I recall when we eventually crossed the border on that special day Uncle Paddy requested a stop at the Half Way House, a pub appropriately enough which is halfway between somewhere and somewhere else on the main Belfast Road and in the heart methinks of county Down. Or maybe on the fringe of County Armagh.

Decades later the UDR used to set up a road block regularly on that stretch of the road. It could be avoided by slipping along the side road past the Half Way House. I suppose that’s where Slip Road comes from? This blog has often meant to drop in there in these more enlightened times. In memory of Uncle Paddy. Maybe some day in the perpetual coming and going up and down the Dublin Road, now a much shorter journey, I will do just that.

Some of that great Down team were working in the building trade and were employed in Riverdale in Andytown, where my granny lived at that time. It was a great thrill for us young Belfast gaels to get even a glimpse of our heroes. I get the same buzz nowadays when I am close to the heroes and heroines of our Gaelic games.

Who is going to win today? This blog doesn’t know. Nobody does. That’s the wonder of it all. Anything can happen. And when all the talking and spoofing and slagging is done its over to fifteen versus fifteen to do the deed.

This blog will be rooting for Tír Éoghan in the Minors and An Dún in the Seniors. Tír Éoghan should do it! An Dún? They will have a lot to do. Corcaigh have something bigger than themselves to prove and they have been a long time waiting. But here’s hoping. By five o clock today we will all know.

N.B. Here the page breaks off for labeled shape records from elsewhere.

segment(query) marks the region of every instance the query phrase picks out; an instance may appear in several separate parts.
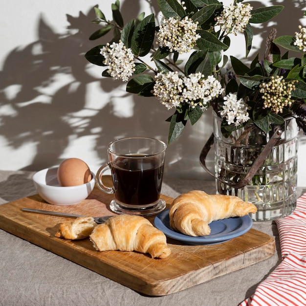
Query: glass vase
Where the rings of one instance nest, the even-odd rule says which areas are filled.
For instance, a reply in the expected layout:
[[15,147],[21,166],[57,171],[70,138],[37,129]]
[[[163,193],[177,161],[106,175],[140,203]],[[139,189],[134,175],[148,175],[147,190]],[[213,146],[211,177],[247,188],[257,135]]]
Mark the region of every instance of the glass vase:
[[[296,206],[297,178],[298,128],[295,118],[285,119],[284,127],[272,126],[267,133],[251,124],[228,138],[223,136],[222,119],[215,113],[213,120],[217,193],[236,196],[254,204],[258,211],[250,216],[255,221],[275,219],[292,213]],[[202,161],[203,154],[202,151]]]

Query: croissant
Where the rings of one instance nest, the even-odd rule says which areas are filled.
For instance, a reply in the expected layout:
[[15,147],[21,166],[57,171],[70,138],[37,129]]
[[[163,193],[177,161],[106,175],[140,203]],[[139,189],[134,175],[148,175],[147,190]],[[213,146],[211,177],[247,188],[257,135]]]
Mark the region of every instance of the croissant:
[[97,225],[89,239],[98,251],[136,251],[153,258],[165,258],[171,252],[164,234],[140,216],[112,217]]
[[191,236],[209,235],[209,223],[233,217],[242,217],[257,211],[256,206],[238,197],[210,195],[193,190],[173,201],[169,212],[170,225],[175,231]]
[[61,223],[55,236],[71,240],[83,239],[88,237],[96,225],[92,217],[79,217],[74,221]]

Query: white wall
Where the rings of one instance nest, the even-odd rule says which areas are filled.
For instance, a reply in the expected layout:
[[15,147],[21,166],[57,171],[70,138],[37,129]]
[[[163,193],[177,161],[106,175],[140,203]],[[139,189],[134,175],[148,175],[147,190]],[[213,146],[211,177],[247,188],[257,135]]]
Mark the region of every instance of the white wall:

And by five o clock Micheál Ó Muircheartaigh will have commented on his last All Ireland Final. At eighty years of age he is bowing out at the top of his game after broadcasting since 1947. This blog is a huge fan of Micheál’s. For me he is the voice of Gaelic games. A worthy successor to the great Micheál O Hehir. I have always loved his singsong Kerry accent bringing the radio commentary alive with his passion, eye for detail, humour and verbal solo runs in both Irish and English. These are now part of the tradition. As part of our little tribute to Micheál and in thanks for his work we reproduce some of these below. Maith thú Micheál. Go raibh mile maith agat.

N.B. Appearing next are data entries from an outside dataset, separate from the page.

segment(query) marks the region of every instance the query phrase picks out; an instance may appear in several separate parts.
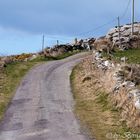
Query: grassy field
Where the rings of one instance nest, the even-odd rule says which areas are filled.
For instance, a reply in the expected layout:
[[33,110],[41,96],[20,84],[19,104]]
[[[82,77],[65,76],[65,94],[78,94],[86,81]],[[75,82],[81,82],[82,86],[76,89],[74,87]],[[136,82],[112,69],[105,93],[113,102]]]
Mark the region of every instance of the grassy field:
[[117,51],[114,54],[114,59],[120,61],[120,58],[127,57],[128,63],[140,64],[140,49],[129,49],[126,51]]
[[110,103],[108,94],[96,87],[96,75],[93,79],[82,82],[84,74],[83,64],[76,66],[71,74],[75,114],[83,131],[96,140],[136,140],[131,135],[133,131],[120,121],[120,113]]
[[4,112],[14,96],[15,90],[20,84],[23,76],[35,65],[45,63],[51,60],[60,60],[78,52],[70,52],[62,54],[58,57],[38,57],[29,62],[16,62],[8,64],[4,70],[0,71],[0,120]]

‘He grabs the sliothar. He’s on the 50! He’s on the 40! He’s on the 30! He’s on the ground!’

‘Seán Óg Ó hAilpín …. His father’s from Fermanagh. His mother’s from Fiji. Neither a hurling stronghold.’

‘The stopwatch has stopped. It’s up to God and the referee now. The referee is Pat Horan. God is God.’

‘Teddy looks at the ball. The ball looks at Teddy.’

‘(The streaker) has gone past the centre of the field. Níl fhios agam cad as thánaigh sé. B’féidir piobaire sidh slí Gleann Molúra é. He’s dodging his way now, trying to get away from the maor. He has made a good run. He’s on the 50 yard line now on the other side of the field. He’s brought to the ground…tá an streaker ag imacht an páirc’.

‘Pat Fox out to the forty and grabs the sliothar. I bought a dog from his father last week. Fox turns and runs for goal. The dog ran a great race in Limerick last week. …Fox to the 21, fires a shot – it goes to the left and wide…and the dog lost as well.’

PS.

So did Down. By one point.

Comments

Thanks Gerry for a good read.
Micheál Ó Muircheartaigh ,as this reading was some rare mind. Nece to have the Hurling wizards and warriors with a voice to match. The players and the League Warriors clans benefits from his expertise,a true loss.I've been between somewhere and somewhere else , every place your go seems to have one. In all Irish games,as in life, one must learn the rules of the game. And then you have to play better than anyone else. Today was about winning the game, it does not necessarily mean that anyone lost.